The prevailing opinion on translation, as well as on any other profession with which many people do not come into regular contact, is usually based on a lack of information and on personal views. In most cases it turns out that this opinion is wrong, which leads to misunderstandings and disagreements when the need arises for using the services of this profession.

These misunderstandings can eventually cause the termination of cooperation leading to mutual loss: a translator or a translation agency loses a business opportunity, and the clients will often turn to an individual or company who will meet their requirements in accordance with their own beliefs, which often leads to poorer translation quality and continuation of erroneous opinions about translation. The objective of this text is to present some of the most common inaccurate perceptions about translation in order to explain its true nature.

Knowing two or more languages ​​automatically implies translation skills

This is probably the most common myth about translation resulting from insufficient knowledge of the translation profession and all the activities it covers. Translation is not just switching words from one language into another, and knowing more than one language does not guarantee that a person will be able to clearly convey the intended message and all its nuances. Most translators and interpreters are professionals with professional training and years of experience.

There is no difference between translation and interpreting

The term translator generally includes both translators and interpreters, so very few people know how different these two types of translation actually are.
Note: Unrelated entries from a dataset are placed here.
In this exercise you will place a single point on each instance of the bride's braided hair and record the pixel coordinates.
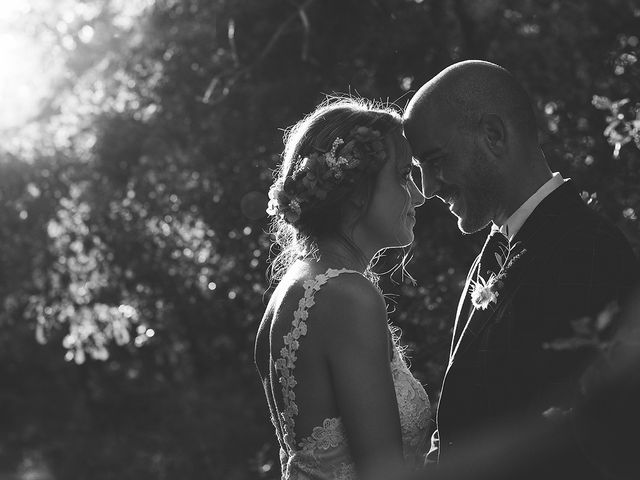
(330, 155)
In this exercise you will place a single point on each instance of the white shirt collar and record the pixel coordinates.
(517, 219)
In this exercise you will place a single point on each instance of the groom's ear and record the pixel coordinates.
(494, 132)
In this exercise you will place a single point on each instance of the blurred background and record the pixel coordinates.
(137, 140)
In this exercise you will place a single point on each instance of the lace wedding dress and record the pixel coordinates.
(325, 453)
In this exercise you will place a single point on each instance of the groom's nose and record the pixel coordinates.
(430, 185)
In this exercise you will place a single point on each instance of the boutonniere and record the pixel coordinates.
(486, 291)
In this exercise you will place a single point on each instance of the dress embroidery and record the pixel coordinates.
(325, 453)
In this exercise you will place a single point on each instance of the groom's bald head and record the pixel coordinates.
(464, 91)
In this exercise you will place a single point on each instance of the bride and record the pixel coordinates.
(342, 400)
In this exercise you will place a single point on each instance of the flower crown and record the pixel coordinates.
(318, 174)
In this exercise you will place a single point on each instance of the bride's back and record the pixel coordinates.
(314, 392)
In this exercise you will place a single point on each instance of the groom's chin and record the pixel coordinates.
(468, 226)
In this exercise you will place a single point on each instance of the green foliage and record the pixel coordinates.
(133, 234)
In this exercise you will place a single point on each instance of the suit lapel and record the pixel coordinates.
(464, 307)
(536, 232)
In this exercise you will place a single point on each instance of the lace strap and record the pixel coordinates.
(286, 364)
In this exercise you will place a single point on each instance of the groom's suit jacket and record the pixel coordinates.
(507, 363)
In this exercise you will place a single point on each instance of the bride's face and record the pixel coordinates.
(390, 215)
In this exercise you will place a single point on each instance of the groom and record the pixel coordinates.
(548, 262)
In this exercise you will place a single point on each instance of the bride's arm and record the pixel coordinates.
(358, 354)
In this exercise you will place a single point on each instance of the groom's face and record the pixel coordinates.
(455, 168)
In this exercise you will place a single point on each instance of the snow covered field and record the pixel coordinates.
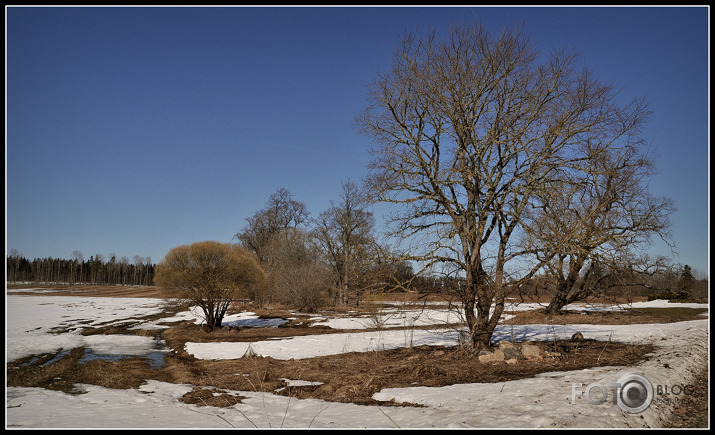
(543, 401)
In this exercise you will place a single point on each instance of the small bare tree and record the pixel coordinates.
(589, 231)
(281, 212)
(345, 234)
(471, 133)
(294, 271)
(210, 275)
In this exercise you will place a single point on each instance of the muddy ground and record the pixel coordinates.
(351, 377)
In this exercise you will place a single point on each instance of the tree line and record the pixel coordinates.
(79, 271)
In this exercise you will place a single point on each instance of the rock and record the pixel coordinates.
(512, 353)
(497, 355)
(250, 353)
(530, 350)
(483, 351)
(506, 345)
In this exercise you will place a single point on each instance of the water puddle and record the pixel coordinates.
(156, 356)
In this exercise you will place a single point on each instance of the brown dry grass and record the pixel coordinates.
(352, 377)
(629, 316)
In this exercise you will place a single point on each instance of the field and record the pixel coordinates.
(83, 356)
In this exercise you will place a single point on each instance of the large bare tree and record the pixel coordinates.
(473, 131)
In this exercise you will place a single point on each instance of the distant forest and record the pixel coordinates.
(78, 271)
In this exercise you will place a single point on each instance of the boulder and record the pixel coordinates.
(510, 350)
(530, 350)
(497, 355)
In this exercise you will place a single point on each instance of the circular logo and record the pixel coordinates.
(635, 394)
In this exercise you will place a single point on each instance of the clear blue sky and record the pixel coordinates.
(135, 130)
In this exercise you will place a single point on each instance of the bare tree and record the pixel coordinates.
(471, 132)
(345, 233)
(281, 212)
(295, 273)
(590, 231)
(210, 275)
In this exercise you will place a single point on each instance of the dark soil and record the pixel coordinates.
(352, 377)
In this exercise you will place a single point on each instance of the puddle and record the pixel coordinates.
(255, 323)
(55, 358)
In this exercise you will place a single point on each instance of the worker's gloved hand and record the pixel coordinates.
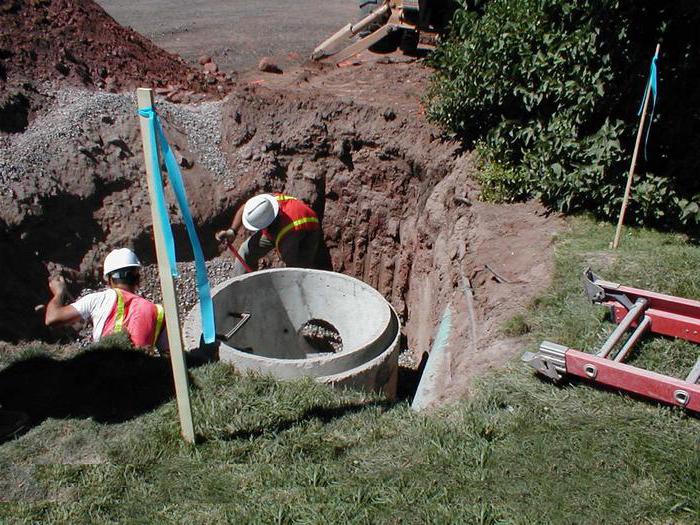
(57, 285)
(225, 236)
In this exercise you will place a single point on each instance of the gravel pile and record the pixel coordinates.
(29, 154)
(202, 125)
(79, 116)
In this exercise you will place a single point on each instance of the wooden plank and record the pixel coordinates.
(177, 359)
(633, 164)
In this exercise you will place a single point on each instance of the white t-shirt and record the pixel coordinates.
(96, 307)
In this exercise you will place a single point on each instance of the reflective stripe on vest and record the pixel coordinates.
(159, 323)
(292, 226)
(119, 320)
(281, 197)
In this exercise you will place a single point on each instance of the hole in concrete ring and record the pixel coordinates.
(321, 335)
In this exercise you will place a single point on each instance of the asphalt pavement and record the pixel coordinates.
(236, 33)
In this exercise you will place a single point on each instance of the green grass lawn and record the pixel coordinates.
(522, 450)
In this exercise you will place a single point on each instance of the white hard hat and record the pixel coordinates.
(260, 211)
(119, 259)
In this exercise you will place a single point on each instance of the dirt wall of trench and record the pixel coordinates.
(397, 202)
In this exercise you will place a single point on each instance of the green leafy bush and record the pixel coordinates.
(550, 90)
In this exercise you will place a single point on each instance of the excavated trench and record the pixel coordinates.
(396, 202)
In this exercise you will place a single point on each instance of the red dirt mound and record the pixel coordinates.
(76, 43)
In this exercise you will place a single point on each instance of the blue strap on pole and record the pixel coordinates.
(205, 303)
(650, 86)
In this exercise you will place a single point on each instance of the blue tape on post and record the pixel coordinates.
(650, 87)
(205, 303)
(161, 209)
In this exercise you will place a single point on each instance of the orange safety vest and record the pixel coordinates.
(142, 319)
(293, 215)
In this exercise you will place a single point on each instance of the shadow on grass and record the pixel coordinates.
(319, 413)
(110, 386)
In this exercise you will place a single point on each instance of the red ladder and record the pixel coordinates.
(641, 311)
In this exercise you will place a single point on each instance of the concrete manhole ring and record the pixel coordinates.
(293, 322)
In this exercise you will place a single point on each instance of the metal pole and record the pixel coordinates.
(617, 334)
(177, 359)
(634, 338)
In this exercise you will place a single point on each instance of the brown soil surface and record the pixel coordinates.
(50, 43)
(397, 201)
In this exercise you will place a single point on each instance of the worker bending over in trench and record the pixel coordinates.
(277, 221)
(115, 309)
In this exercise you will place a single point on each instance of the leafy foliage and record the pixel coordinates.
(550, 90)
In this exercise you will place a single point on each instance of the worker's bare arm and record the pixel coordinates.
(57, 313)
(237, 219)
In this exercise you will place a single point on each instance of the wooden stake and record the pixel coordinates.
(177, 360)
(630, 175)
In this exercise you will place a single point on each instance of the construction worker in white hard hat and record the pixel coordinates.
(276, 221)
(115, 309)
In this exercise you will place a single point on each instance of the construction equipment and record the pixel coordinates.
(642, 311)
(409, 17)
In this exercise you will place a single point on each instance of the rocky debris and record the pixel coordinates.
(391, 193)
(267, 65)
(321, 335)
(76, 43)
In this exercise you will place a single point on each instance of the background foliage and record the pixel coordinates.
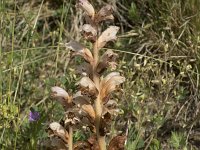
(159, 43)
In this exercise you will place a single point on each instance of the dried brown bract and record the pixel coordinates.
(90, 107)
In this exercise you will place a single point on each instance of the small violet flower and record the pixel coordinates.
(33, 115)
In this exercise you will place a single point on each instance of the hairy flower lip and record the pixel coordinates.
(59, 92)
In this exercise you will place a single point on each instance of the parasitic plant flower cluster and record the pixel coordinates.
(90, 108)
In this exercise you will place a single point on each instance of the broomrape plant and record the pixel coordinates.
(91, 107)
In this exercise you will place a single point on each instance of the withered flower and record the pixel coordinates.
(89, 32)
(108, 35)
(105, 13)
(79, 49)
(87, 86)
(109, 84)
(107, 59)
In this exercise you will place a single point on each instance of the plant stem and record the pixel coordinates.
(70, 140)
(98, 104)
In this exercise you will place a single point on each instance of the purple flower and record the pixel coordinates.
(33, 115)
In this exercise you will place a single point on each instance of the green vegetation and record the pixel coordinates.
(159, 49)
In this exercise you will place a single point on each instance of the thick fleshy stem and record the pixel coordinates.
(70, 140)
(98, 104)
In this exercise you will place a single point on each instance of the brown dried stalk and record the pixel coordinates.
(89, 106)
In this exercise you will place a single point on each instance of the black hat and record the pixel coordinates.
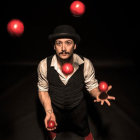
(64, 31)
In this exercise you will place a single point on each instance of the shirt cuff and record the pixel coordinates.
(42, 89)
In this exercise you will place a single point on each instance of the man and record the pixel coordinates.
(62, 95)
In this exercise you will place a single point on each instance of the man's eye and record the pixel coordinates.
(69, 43)
(58, 43)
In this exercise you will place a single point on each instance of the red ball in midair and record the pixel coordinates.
(15, 27)
(103, 86)
(77, 8)
(51, 124)
(67, 68)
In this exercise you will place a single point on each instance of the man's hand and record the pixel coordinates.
(106, 99)
(50, 116)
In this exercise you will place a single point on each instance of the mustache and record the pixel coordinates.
(64, 52)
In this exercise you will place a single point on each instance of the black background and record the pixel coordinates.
(109, 33)
(108, 29)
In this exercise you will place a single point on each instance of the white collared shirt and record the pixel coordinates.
(89, 73)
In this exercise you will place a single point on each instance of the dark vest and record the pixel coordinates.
(69, 95)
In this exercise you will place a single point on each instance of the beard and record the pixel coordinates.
(62, 61)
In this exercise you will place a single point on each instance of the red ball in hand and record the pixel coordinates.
(77, 8)
(51, 124)
(67, 68)
(103, 86)
(15, 27)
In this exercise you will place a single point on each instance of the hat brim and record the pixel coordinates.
(75, 37)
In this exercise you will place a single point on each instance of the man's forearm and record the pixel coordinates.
(46, 101)
(95, 92)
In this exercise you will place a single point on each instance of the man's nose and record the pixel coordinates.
(63, 47)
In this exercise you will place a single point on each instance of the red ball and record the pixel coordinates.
(77, 8)
(51, 124)
(67, 68)
(103, 86)
(15, 27)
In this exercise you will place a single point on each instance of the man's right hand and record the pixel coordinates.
(50, 116)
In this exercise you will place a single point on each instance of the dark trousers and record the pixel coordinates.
(75, 119)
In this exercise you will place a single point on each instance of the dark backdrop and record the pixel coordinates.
(109, 32)
(109, 29)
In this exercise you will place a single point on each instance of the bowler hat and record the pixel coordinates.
(64, 31)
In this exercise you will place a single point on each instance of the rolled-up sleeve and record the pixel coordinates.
(42, 83)
(89, 75)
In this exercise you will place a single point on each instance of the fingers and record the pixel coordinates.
(111, 97)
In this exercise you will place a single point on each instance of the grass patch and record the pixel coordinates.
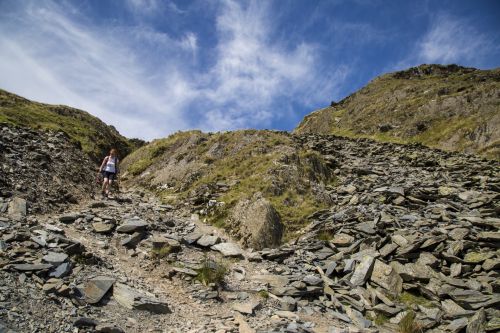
(263, 293)
(212, 272)
(442, 108)
(409, 325)
(93, 136)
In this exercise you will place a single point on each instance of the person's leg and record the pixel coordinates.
(105, 185)
(110, 182)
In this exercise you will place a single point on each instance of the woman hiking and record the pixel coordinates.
(109, 170)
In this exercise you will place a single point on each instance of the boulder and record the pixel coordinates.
(208, 240)
(386, 277)
(103, 227)
(257, 223)
(132, 225)
(362, 271)
(17, 207)
(95, 289)
(228, 249)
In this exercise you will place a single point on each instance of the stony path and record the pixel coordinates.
(194, 307)
(411, 236)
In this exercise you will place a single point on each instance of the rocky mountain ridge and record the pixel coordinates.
(448, 107)
(246, 231)
(92, 135)
(414, 245)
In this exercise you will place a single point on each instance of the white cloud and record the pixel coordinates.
(148, 83)
(451, 40)
(253, 72)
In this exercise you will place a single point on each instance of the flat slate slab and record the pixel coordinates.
(31, 267)
(228, 249)
(95, 289)
(131, 226)
(133, 299)
(55, 258)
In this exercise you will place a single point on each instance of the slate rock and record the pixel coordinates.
(55, 258)
(85, 322)
(363, 271)
(477, 322)
(133, 240)
(31, 267)
(246, 308)
(103, 227)
(208, 240)
(136, 300)
(288, 303)
(17, 207)
(228, 249)
(95, 289)
(68, 218)
(132, 225)
(386, 277)
(357, 318)
(106, 328)
(61, 271)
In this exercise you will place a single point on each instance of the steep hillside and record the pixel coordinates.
(218, 172)
(448, 107)
(94, 136)
(49, 153)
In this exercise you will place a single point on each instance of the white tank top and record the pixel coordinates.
(111, 165)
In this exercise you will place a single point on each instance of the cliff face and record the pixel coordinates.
(447, 107)
(93, 136)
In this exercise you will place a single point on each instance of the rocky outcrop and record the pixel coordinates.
(256, 223)
(92, 135)
(41, 171)
(448, 107)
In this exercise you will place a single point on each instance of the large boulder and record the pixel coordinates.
(257, 223)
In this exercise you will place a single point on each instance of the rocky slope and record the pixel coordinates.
(49, 154)
(42, 170)
(448, 107)
(409, 242)
(90, 133)
(223, 175)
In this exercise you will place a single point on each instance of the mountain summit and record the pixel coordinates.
(450, 107)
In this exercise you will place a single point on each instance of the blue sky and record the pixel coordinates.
(152, 67)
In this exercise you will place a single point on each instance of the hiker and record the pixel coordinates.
(109, 170)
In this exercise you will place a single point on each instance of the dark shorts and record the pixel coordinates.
(109, 175)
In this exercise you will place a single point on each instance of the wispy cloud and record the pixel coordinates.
(254, 76)
(449, 40)
(148, 83)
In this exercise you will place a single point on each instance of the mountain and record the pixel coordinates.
(49, 154)
(89, 132)
(220, 174)
(447, 107)
(250, 231)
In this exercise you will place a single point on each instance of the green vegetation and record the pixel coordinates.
(447, 107)
(161, 252)
(325, 235)
(212, 271)
(249, 161)
(380, 319)
(409, 325)
(93, 136)
(264, 294)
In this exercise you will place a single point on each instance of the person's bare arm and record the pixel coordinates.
(103, 164)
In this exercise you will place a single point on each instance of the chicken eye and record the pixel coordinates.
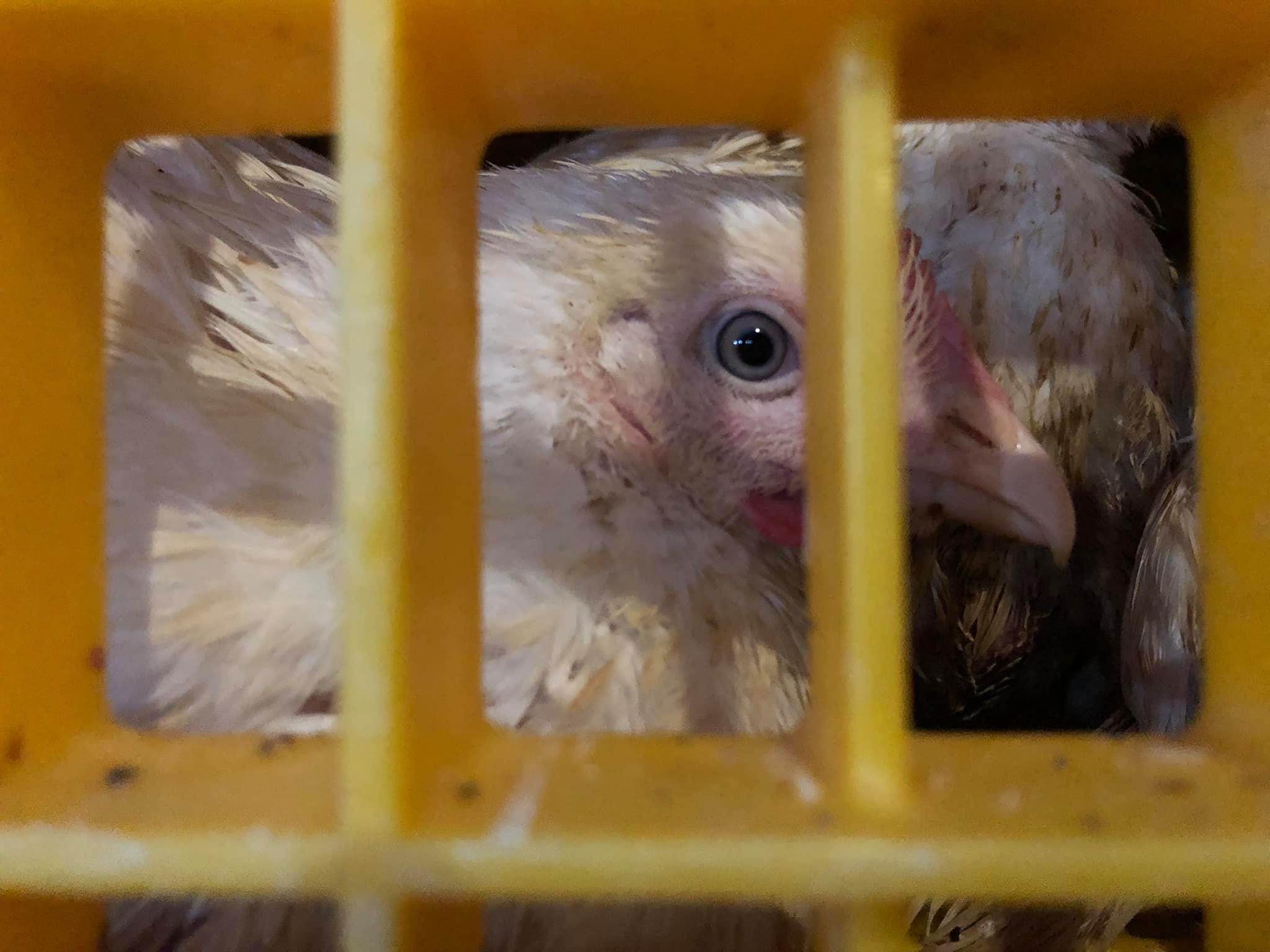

Translators and interpreters must master different sets of skills: translation requires extensive knowledge of the rules of language and translation tools, whereas interpreters must develop the ability to quickly understand and convey the speaker’s message relying on their own memory, resourcefulness, and the ability to take notes.

Machine translation will completely replace translators

Even though machine translation can be very helpful, its result still cannot compare to that of human translators, especially when it comes to longer texts. Translation must consider the context of the text, its slang, idioms, cultural nuances, and many other aspects which the machine translation is not able to process. It should also be noted that there is a tendency towards falsely equivalating machine translation (Google Translate) and CAT tools (e.g. Trados) which can sometimes lead to avoidance of using either of these tools and the benefits they provide.

Translation is always quick and simple

Many clients request translation services at the last possible moment, thinking that translation is a simple task that can be done quickly regardless of the length and the subject matter of the source text. However, the process of translation involves many steps including researching the topic and the subject matter, searching for correct terms, proofreading and editing the text, etc., where every step can take up a significant amount time so that the final translation can be done with precision and quality.

Any translator can translate any type of text

This myth arises directly from the previous one. Clients often think that translators are equally familiar with terminologies of numerous areas, regardless of how specialized those areas may be. Contrary to that belief, experienced translators are usually specialized in several related areas (e.g. media, telecommunications, IT) so that they can follow the latest trends and changes in those areas. Translators with years of experience in translating texts related to telecommunications can find themselves having a lot of difficulties when translating medicinal texts. For this reason, it is best to look for translators that specialize in the area that the client needs.